Ya! Seperti 3 tahun lalu, pagi-pagi sekali pukul 4 telepon genggam bapak berdering. Kami yang saat itu masih tertidur lalu terbangun karena suara di seberang sana mengabarkan bahwa omku, adik dari bapak meninggal dunia pada dini hari. Sontak saja kami terbangun dan menangis atas kepergian omku itu. Om yang begitu kami sayangi.
***
Seperti pagi ini, ketika bapak mengangkat handphone dengan suara keras khas suara bapakku. Tiba-tiba saja suara bapak menjadi parau karena kaget mendengar kabar yang dikabarkan oleh seseorang di seberang sana. Kami yang saat itu sedang berkumpul di ruang tengah karena akan beraktifitas menjadi diam seribu bahasa, hening menyelimuti kami, perasaan deg-degan menghinggapi. Dan masing-masing dari kami, mulai bertanya dalam hati, 'Ada apa gerangan?' 'Ada kabar apa? Kenapa tiba-tiba saja suara bapak mendadak kaget begitu.' Pertanyaan yang bernada penasaran mulai bermunculan dalam pikiran kami. Ibu dan adikku pun demikian.

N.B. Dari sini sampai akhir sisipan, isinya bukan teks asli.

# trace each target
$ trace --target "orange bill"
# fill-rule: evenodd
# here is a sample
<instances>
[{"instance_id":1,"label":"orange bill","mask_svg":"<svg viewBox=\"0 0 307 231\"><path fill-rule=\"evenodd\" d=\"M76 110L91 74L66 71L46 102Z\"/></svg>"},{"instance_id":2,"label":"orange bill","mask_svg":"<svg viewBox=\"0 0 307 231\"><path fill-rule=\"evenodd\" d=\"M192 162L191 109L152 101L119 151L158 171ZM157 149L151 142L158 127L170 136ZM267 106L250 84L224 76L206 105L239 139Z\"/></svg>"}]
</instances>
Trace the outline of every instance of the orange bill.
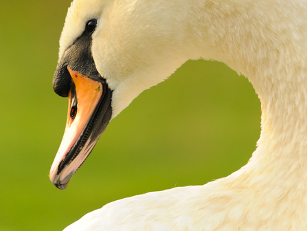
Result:
<instances>
[{"instance_id":1,"label":"orange bill","mask_svg":"<svg viewBox=\"0 0 307 231\"><path fill-rule=\"evenodd\" d=\"M50 180L60 189L67 187L70 178L87 159L103 131L101 129L95 131L93 129L100 125L95 123L99 120L98 117L103 101L102 83L89 78L90 74L84 76L69 67L67 69L71 76L67 120L49 175Z\"/></svg>"}]
</instances>

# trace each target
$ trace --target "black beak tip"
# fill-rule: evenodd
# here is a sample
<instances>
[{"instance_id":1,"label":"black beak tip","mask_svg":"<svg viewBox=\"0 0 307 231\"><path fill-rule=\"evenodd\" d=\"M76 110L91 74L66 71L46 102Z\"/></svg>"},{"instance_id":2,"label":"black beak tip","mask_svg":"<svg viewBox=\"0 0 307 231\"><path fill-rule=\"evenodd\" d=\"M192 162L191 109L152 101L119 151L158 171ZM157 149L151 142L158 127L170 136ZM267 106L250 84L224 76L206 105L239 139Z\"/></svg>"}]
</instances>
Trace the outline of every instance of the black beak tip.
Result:
<instances>
[{"instance_id":1,"label":"black beak tip","mask_svg":"<svg viewBox=\"0 0 307 231\"><path fill-rule=\"evenodd\" d=\"M60 184L60 183L55 183L54 184L58 189L65 190L67 187L68 183L69 182L67 182L66 184Z\"/></svg>"}]
</instances>

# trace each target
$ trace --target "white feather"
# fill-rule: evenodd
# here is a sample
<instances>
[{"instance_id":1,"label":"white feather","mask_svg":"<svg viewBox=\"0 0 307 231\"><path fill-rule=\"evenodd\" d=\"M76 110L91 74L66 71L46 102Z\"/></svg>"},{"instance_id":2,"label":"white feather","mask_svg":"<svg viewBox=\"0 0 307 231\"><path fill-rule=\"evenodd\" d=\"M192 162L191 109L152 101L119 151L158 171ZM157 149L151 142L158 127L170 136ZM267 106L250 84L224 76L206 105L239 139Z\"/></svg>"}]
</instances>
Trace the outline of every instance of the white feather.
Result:
<instances>
[{"instance_id":1,"label":"white feather","mask_svg":"<svg viewBox=\"0 0 307 231\"><path fill-rule=\"evenodd\" d=\"M249 78L262 131L249 163L231 175L112 202L66 231L307 230L306 1L75 0L60 57L91 18L113 118L187 60L203 58Z\"/></svg>"}]
</instances>

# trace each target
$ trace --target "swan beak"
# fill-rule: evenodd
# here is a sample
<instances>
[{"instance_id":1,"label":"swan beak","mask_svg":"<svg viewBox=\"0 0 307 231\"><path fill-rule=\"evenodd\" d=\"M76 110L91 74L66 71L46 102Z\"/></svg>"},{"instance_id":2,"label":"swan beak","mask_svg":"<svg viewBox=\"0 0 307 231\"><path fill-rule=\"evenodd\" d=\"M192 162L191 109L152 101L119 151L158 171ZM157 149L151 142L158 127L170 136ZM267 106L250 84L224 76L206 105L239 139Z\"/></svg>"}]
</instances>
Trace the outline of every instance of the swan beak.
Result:
<instances>
[{"instance_id":1,"label":"swan beak","mask_svg":"<svg viewBox=\"0 0 307 231\"><path fill-rule=\"evenodd\" d=\"M89 156L111 118L111 97L104 92L104 82L67 69L71 77L67 120L49 174L52 182L62 190Z\"/></svg>"}]
</instances>

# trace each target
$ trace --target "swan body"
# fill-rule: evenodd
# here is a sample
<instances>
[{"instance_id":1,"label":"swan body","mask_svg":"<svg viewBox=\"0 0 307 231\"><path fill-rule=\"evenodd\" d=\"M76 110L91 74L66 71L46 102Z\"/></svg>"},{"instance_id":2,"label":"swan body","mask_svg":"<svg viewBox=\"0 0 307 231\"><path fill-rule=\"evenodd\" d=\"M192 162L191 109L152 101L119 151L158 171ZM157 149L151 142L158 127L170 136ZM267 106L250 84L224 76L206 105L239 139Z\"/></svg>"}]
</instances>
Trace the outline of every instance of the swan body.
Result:
<instances>
[{"instance_id":1,"label":"swan body","mask_svg":"<svg viewBox=\"0 0 307 231\"><path fill-rule=\"evenodd\" d=\"M116 201L65 230L307 230L306 1L75 0L59 63L91 19L110 120L187 60L204 58L249 78L262 131L249 162L229 176ZM63 173L58 182L66 184L73 173Z\"/></svg>"}]
</instances>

Sesaat kemudian, di akhir telepon, bapak mengucapkan, "Innalillahi wa innaillaihi rojiun." (Sesungguhnya apa yang Dia ciptakan, pasti akan kembali pada-Nya). Sontak saja kami yang mendengar bapak mengucapkan kalimat berita yang menandakan bahwa itu kabar sedih pun saling bersahutan mengucapkannya juga. 'Kabar kematian ya?' tanyaku dalam hati.
"Sopo, pak, sing meninggal?" (Siapa, pak, yang meninggal?) tanya ibuku penasaran.

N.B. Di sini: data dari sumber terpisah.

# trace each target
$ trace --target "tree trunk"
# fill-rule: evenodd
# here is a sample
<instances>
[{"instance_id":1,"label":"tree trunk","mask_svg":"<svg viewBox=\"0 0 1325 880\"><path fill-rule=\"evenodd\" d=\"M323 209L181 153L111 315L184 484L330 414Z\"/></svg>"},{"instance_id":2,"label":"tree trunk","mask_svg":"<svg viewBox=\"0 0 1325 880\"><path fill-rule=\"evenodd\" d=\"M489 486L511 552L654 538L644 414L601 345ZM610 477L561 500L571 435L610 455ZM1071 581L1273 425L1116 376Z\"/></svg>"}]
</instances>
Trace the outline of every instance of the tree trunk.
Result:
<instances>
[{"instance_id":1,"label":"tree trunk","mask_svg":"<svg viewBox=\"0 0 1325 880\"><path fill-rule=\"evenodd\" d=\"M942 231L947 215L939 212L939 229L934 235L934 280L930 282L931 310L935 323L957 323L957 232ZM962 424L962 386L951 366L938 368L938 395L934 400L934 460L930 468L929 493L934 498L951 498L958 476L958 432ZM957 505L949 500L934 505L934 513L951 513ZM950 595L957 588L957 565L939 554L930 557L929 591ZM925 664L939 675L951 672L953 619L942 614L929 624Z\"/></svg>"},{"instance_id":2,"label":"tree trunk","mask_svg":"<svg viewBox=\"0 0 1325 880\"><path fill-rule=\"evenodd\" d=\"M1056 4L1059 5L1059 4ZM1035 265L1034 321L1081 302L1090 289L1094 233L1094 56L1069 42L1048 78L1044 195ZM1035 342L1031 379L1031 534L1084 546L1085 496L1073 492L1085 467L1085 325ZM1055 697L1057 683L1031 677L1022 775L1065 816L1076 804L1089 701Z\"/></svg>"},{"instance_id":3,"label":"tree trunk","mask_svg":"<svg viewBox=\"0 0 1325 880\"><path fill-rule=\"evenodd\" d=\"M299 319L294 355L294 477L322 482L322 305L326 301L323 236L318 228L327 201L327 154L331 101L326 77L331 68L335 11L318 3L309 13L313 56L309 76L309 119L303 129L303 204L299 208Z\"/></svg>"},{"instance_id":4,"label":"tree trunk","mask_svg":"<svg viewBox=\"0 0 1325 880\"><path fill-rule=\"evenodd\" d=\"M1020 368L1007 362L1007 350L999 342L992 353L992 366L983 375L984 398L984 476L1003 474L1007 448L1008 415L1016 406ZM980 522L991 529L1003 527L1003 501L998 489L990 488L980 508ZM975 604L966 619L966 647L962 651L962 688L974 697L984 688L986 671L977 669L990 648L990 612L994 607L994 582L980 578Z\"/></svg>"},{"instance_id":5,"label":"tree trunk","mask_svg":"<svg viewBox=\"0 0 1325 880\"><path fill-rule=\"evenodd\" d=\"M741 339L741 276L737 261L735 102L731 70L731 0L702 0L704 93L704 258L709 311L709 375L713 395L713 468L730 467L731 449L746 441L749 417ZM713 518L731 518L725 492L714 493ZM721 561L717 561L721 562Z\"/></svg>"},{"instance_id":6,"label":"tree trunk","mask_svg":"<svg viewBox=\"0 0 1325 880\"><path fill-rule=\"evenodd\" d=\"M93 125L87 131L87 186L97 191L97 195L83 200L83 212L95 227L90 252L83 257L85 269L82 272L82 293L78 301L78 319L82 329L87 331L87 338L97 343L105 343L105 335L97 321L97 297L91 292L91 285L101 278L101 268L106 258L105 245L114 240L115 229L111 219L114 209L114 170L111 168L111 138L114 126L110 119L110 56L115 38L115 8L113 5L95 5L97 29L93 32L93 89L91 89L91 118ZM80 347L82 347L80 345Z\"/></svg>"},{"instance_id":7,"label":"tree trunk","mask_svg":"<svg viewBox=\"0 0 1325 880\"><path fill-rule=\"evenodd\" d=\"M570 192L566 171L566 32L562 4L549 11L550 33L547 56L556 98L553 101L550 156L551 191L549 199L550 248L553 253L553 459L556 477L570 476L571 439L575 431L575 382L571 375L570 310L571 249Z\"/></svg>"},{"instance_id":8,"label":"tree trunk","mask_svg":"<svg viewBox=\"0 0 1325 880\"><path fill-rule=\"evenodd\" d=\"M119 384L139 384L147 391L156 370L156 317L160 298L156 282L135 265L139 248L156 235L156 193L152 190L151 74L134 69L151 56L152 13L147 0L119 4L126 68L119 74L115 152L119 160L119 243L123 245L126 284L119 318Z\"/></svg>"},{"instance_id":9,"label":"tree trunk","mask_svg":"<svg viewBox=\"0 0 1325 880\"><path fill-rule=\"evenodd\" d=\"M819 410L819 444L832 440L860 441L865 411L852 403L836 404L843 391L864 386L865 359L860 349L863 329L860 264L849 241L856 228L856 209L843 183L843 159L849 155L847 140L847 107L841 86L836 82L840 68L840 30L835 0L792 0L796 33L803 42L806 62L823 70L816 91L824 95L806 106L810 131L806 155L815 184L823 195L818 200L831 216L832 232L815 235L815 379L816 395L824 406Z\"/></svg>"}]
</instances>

"Istrinya Pak Rus," jawab bapakku dengan wajah sedih dan terduduk di kursi, lemas.
Pak Rus adalah kawan bapakku sesama penjual bakmi jawa. Bedanya, kini bapak tak lagi berjualan, sedangkan Pak Rus masih setia dengan kesehariannya itu. Berjualan bakmi jawa di pinggir Jalan Joglo-Solo, Klaten ditemani dengan sang istri yang kini telah tiada itu dan saudara-saudaranya yang lain, yang kebetulan tinggal sedesa dengan Pak Rus.